Na sua opinião qual o papel da higiene oral domiciliar individual na profilaxia da cárie?
A higiene bucal domiciliar individual pelo paciente é o aspecto mais importante para mim. Pode parecer presunçoso, mas muitas pessoas não podem escovar e não sabem quais ferramentas, produtos e técnicas são as melhores e mais eficientes para suas situações individuais. Estou convencido de que a higiene bucal em casa só pode ter um efeito a longo prazo quando é supervisionada por um profissional da área odontológica. Esse profissional não pode curar o paciente, e não faria sentido para o profissional remover com perfeição o biofilme do paciente a cada dia, pois isso exigiria que o paciente fosse à clínica todos os dias. Mesmo que ele ou ela pudesse pagar isso, isso levaria ao caos do transporte público e faria muito pouco sentido. Portanto, é mais sensato delegar esse trabalho ao paciente e informá-lo, educá-lo e monitorá-lo quando necessário, bem como corrigi-lo e motivá-lo quando necessário, não apenas uma vez, mas sempre.

Escova de dentes manual ou elétrica, escova dental ou interdental, creme dental com ou sem flúor - o caso individual deve estipular quais ferramentas são necessárias. Como profissionais de odontologia, temos o conhecimento para fornecer o diagnóstico correto e para orientar o paciente sobre quais ferramentas, produtos e técnicas seriam mais eficazes, mais rápidas e mais baratas para suas circunstâncias individuais. Ainda podemos nos envolver se a terapia profissional for necessária e antes que surjam sintomas clinicamente visíveis.

Finalmente, como está sua própria higiene bucal?
Muito boa. Embora eu tenha tido que passar pela odontologia dos anos 60 quando criança, ainda tenho todos os meus dentes vitais e eles estão indo bem.
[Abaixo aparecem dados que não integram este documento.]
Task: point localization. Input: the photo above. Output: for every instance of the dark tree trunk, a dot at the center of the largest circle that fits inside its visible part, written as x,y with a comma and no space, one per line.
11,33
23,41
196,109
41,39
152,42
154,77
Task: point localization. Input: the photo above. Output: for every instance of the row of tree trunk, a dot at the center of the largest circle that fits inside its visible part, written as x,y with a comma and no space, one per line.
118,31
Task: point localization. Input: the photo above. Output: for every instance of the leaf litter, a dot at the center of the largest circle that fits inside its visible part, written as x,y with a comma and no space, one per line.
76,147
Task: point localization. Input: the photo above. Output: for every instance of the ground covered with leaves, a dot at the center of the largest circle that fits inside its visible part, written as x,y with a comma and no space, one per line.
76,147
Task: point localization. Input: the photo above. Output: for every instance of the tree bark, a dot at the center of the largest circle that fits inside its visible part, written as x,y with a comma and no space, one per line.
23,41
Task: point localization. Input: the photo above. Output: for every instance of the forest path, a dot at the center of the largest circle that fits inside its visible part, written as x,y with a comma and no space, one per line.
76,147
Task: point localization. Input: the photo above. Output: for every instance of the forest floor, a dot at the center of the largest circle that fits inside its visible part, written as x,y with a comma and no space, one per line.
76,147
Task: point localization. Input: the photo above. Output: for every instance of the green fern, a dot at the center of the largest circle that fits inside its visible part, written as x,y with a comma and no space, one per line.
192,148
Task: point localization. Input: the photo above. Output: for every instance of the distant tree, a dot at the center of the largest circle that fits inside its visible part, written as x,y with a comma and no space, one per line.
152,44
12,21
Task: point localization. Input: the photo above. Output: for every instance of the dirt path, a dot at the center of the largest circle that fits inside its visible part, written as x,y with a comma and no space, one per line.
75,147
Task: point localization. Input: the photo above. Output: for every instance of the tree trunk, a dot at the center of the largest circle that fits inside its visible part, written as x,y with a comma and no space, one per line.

O que ajuda é que minha esposa é uma higienista dental. Ela é a melhor coisa que poderia ter acontecido comigo em muitos aspectos.

Muito obrigado pela entrevista.

 

Nota editorial: O artigo do Prof. Krejci , intitulado “Lebenslanges ' DentalCoaching ' anstelle ästhetischer Zahnmedizin”, foi publicado na Bayerisches Zahnärzteblatt.